In the second half of 2023, we audited members’ programming to identify shovel-ready and near-ready projects we could bundle into a portfolio to take to the voluntary carbon market (VCM). The audit was enlightening on many levels: the primary takeaway was that – despite our intuition – there was a dearth of low-hanging fruit out there, and we may need to take a few steps back before realizing a carbon portfolio.

The audit also seeded a recognition that many smallholder carbon projects and other ecosystem services, while delivering value for the climate and farmers, will need support from a blend of carbon and non-carbon-related finance to scale and deliver livelihood-enhancing benefits for farmers.

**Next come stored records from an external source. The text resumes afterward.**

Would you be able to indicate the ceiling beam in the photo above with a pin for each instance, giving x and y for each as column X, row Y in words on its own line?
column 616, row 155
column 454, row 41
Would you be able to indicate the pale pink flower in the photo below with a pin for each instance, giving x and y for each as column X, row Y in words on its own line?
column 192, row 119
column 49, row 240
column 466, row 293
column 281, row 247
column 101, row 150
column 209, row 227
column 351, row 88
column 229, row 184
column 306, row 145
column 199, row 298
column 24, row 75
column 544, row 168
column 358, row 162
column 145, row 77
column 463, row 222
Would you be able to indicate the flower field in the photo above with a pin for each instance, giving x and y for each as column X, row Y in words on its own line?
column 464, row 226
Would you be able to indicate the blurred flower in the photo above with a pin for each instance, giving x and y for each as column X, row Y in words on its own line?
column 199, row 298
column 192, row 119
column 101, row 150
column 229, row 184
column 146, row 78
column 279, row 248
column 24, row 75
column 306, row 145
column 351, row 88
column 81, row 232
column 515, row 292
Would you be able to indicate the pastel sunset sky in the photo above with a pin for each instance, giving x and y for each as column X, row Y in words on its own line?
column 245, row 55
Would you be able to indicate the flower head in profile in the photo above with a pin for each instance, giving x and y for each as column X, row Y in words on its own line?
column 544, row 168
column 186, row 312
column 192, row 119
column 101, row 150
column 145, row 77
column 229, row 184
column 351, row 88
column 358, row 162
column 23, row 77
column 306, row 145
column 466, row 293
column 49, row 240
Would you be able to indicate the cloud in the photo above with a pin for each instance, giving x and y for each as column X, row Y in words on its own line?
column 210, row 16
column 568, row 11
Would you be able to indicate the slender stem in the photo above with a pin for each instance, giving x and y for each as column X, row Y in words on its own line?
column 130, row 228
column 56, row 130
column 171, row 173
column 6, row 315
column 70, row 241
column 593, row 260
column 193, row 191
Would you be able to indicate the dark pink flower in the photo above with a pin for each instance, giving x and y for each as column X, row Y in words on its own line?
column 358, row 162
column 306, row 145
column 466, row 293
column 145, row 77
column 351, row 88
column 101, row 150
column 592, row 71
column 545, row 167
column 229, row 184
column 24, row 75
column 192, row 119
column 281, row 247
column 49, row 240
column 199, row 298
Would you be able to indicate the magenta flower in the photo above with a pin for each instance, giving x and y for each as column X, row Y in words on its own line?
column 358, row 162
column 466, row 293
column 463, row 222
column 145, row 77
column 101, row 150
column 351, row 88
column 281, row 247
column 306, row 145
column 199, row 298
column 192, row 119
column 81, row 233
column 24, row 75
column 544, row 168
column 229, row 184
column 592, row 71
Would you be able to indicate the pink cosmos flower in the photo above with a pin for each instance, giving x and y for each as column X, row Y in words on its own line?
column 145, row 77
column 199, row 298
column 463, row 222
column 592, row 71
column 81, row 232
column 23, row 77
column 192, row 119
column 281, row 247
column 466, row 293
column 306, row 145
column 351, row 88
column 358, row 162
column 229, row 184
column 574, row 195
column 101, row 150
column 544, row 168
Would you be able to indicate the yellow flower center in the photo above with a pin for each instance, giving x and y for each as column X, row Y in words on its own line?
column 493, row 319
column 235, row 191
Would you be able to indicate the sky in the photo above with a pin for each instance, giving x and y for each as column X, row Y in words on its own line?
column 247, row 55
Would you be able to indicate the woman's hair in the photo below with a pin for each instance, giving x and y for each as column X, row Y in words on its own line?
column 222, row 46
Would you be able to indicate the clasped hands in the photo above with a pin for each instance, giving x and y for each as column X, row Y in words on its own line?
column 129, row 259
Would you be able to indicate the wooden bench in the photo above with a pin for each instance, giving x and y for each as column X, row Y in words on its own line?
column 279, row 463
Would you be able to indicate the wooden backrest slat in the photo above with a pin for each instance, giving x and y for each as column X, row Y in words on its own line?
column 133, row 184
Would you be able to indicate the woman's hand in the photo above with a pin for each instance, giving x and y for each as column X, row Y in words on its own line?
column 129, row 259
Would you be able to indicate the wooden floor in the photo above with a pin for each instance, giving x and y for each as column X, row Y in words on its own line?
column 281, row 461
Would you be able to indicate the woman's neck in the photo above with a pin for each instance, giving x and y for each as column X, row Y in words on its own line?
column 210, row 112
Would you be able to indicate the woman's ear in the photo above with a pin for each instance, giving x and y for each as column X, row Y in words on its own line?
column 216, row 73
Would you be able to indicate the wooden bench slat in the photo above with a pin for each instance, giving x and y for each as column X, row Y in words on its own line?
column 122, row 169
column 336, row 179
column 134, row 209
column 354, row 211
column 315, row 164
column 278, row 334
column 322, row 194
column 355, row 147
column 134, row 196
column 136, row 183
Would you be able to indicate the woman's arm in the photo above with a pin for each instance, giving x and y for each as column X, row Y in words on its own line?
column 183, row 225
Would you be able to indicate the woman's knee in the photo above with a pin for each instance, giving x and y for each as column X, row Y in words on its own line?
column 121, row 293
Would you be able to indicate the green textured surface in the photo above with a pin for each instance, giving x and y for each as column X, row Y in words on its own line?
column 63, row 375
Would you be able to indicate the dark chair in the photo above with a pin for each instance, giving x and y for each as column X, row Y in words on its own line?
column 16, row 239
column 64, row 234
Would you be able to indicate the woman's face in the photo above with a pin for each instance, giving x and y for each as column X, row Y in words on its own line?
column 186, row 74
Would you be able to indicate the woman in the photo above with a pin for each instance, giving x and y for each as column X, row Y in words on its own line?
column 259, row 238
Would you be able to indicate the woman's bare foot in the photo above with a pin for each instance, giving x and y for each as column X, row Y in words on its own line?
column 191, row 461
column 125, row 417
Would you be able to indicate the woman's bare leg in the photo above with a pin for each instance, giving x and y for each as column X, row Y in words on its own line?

While we will develop a portfolio of projects to benefit from carbon finance through the voluntary carbon market, we will also pursue regenerative and climate action projects that don’t fit a carbon finance model and require blended financing mechanisms or purely non-carbon financing to benefit smallholders and their communities.

Addressing barriers to market entry for smallholders as a Coalition

Financial systems and finance must value the co-benefits and ecosystem services smallholder farmers provide if we are to make carbon finance more accessible for smallholder farmers and local communities and effectively leverage the voluntary carbon market as a source of farmer income that bolsters resiliency, incentivizes the regenerative transition, and rewards smallholder climate action.

To advance this work, we needed to resolve how CASH is best placed to act in the carbon market in the interests of smallholders. Should the Coalition assume a commercial role in the marketplace – acting on behalf of our members to broker and secure deals – or do we advance our mission more effectively by developing the market through advocacy, providing advisory services, and convening learning opportunities that enable members to make more informed decisions?

We identified three potential options for CASH:

  1. Full commercial: CASH creates a for-profit entity to handle carbon transactions for all members under the CASH umbrella. This entity would provide exclusive services for project development, finance, and sales. While it offers collective bargaining power and the potential for better terms, it brings challenges such as significant upfront budget, staffing, and risks associated with a lack of experience.
  2. Market development and advocacy: CASH provides guidance and support to members on all aspects of project development, including selecting third-party service providers for project development, finance, and sales. This approach offers flexibility and cost-effectiveness but may result in giving up more revenue to intermediaries and could potentially exclude smaller projects.
  3. Combination: CASH partners with service providers while housing all CASH projects within a specialist vehicle owned and operated by CASH. This could lead to better terms and allow smaller, riskier projects to be bundled into a full portfolio, but it also introduces complexities regarding ownership.

At our in-person meeting in New York at the beginning of 2024, we resolved to pursue Option 2 for the next year. In the short term, we will advise and advance individual projects while convening learning opportunities and enabling a more robust engagement with the carbon market. Currently, nobody acts in this role without a corporate commercial interest that takes a stake in equity. We believe there is a significant opportunity accruing to our members’ longstanding relationships with smallholder communities, our scale as a community of practice, and our role as an honest broker seeking to advance smallholder livelihoods and climate action.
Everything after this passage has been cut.